1 Robo-Grader: Artificial Intelligence As An Automated Essay Grading System, The Backstory
Alise Lamoreaux
The idea of Automated Essay Graders (AEG or Robo-graders) has been around since the early 1960’s. A former English teacher, Ellis B. Page, began working on the idea of helping students improve their writing by getting quick feedback on their essays with the help of computers. In December of 1964, at the University of Connecticut, Project Essay Grade (PEG®) was born (Page, 1967). At that time, 272 trial essays were written by students grades 8-12 in an “American High School” and each was judged by at least 4 independent teachers. A hypothesis was generated surrounding the variables, also referred to as features, that might influence the teachers’ judgement. The essays were manually entered into an IBM 7040 computer by clerical staff using keypunch cards. The process was time consuming and labor intensive due to the limitations of computers at that time, but the results were impressive.
Page believed that writing could be broken down into what he called a “trin” and a “prox”. The Trin was a variable that measured the intrinsic interest to the human judge, for example, word choice. The Trin was not directly measurable by the computer strategies of the 1960’s. The Prox was an approximation or correlation to the Trin, for example, the proportion of “uncommon words” used by a student (Page, 1967). Thirty variables were identified as criterion for Project Essay Grade (PEG®). Page found that “the overall accuracy of this beginning strategy was startling. The proxes achieved a multiple-correlation of .71 for the first set of essays analyzed, and by chance, achieved the identical coefficient for the second set.” (Page, 1967) While the results were impressive, the technology of the time was too cumbersome for practical applications, and computers were not readily accessible to most people. Page’s ideas may have seemed outlandish at the time, but it could be argued that they were prophetic. His work with AEG came years before students would have computers to write essays with.
Page continued to work on PEG for the next 30 years and his research consistently showed high correlations between Automated Essay Graders (AEG) and human graders.

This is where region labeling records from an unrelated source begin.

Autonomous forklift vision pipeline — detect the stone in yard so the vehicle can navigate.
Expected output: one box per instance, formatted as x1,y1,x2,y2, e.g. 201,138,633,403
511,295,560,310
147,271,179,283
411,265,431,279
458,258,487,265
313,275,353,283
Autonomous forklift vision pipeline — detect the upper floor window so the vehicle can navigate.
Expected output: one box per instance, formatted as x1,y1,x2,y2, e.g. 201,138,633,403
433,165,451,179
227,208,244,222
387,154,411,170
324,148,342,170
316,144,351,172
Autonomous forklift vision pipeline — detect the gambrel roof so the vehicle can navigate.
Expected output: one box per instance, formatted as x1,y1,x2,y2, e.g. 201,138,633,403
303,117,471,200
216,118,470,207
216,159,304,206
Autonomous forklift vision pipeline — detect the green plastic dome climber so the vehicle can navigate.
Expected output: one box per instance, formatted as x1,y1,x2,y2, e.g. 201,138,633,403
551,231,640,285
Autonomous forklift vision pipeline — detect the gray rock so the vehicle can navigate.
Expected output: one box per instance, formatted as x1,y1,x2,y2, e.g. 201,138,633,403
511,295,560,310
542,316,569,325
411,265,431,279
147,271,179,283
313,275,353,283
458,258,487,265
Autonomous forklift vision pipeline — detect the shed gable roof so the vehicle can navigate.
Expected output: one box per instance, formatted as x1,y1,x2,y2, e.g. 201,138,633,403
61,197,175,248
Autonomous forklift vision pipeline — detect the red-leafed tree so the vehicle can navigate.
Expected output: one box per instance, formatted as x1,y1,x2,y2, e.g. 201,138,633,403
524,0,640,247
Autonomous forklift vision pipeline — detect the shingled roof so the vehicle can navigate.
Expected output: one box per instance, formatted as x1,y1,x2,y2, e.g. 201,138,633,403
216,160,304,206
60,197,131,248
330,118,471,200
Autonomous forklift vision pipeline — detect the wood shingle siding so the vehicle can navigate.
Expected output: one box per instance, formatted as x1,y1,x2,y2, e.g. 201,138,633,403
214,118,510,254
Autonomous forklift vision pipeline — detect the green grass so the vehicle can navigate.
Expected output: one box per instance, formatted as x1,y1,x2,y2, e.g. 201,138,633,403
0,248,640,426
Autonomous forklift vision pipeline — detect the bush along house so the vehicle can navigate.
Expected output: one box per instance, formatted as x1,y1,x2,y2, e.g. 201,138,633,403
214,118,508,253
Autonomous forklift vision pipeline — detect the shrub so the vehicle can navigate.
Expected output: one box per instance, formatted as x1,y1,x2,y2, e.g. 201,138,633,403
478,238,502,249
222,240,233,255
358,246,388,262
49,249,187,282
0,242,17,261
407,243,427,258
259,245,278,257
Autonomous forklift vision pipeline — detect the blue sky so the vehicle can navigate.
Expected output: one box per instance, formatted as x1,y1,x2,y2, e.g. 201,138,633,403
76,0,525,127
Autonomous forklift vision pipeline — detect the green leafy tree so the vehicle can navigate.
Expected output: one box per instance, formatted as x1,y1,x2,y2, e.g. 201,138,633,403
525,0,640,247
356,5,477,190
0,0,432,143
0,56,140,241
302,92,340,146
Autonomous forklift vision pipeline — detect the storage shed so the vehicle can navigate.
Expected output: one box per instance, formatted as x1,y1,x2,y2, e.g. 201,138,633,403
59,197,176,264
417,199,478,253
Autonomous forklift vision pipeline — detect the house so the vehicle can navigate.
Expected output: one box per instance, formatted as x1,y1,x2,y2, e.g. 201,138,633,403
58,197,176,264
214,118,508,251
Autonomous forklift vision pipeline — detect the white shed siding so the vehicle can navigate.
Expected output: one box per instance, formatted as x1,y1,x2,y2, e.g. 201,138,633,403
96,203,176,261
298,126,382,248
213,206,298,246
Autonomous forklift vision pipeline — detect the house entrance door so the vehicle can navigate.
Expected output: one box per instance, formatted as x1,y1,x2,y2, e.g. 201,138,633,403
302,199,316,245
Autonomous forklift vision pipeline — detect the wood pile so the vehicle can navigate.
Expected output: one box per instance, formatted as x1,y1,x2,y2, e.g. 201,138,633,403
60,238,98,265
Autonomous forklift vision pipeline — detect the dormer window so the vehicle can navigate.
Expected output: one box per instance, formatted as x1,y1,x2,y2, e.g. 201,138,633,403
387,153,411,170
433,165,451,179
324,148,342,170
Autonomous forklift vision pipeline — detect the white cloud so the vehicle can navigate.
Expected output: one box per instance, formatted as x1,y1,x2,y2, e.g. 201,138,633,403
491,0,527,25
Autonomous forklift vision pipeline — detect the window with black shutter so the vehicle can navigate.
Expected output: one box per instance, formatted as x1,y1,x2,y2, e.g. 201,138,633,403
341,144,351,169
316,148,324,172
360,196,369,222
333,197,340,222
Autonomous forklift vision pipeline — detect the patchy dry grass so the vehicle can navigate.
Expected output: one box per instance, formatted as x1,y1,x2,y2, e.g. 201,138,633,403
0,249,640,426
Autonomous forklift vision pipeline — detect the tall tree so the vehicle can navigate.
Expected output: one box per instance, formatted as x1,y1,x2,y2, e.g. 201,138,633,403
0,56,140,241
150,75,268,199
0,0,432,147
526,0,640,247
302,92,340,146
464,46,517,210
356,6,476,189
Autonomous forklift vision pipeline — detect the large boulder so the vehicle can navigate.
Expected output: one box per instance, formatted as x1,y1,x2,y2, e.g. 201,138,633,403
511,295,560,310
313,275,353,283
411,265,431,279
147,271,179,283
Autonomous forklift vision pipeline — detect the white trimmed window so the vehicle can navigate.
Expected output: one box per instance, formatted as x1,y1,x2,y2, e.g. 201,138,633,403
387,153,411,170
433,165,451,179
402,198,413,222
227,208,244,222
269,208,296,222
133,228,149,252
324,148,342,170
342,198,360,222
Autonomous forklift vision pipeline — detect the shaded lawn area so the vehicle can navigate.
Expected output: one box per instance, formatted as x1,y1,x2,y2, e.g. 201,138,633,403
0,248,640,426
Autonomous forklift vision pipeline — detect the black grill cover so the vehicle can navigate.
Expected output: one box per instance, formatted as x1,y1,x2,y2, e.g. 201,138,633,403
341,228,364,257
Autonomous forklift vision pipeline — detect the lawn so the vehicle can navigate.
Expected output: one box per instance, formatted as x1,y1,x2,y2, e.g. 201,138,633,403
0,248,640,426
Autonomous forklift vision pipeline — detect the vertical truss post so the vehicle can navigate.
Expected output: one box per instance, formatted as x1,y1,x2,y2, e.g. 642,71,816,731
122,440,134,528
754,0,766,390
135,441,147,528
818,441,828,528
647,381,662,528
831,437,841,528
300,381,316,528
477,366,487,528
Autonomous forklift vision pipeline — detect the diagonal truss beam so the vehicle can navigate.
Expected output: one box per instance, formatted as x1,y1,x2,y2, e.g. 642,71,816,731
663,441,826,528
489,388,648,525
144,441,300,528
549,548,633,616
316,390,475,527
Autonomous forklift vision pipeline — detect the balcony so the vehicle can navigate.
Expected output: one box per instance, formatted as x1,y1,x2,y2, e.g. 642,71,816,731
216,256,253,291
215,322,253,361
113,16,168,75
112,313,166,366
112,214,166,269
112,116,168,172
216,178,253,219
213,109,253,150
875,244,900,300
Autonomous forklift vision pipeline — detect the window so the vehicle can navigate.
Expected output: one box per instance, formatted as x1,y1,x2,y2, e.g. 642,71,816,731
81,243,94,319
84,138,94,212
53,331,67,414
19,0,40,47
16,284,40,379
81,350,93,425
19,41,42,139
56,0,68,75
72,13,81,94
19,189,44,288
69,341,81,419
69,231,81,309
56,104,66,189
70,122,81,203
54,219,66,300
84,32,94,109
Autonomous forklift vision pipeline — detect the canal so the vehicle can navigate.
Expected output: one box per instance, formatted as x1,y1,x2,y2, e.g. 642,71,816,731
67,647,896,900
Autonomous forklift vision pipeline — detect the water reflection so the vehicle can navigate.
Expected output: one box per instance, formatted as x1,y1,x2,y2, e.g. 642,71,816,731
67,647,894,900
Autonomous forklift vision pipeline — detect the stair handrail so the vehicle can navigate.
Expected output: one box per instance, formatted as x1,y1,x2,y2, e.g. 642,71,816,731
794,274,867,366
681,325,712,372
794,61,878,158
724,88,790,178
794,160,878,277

One study, (Page, 1994) analyzed 2 sets of essays: one group of 495 essays in 1989, and another group of 599 in 1990. The students involved in the analysis were high school seniors participating in the National Assessment of Educational Progress who were responding to a question about recreational opportunities and whether a city should spend money fixing up old railroad tracks or convert an old warehouse to a new use. Using 20 variables, PEG reached 87% accuracy compared with targeted human judges.
In May of 2005, Ellis B. Page passed away at the age of 81. Two years earlier, he sold Project Essay Grade (PEG®) to a company called Measurement Incorporated. PEG® is currently being used by the State of Utah as the sole essay grader on the state summative writing assessment. According to Measurement Incorporated’s website (www.measurementinc.com) 3 more States are considering adapting the program. PEG® is currently being used in 1,000 schools and 3,000 public libraries as a formative assessment tool. Ellis B. Page could be considered the forefather of Automated Essay Graders.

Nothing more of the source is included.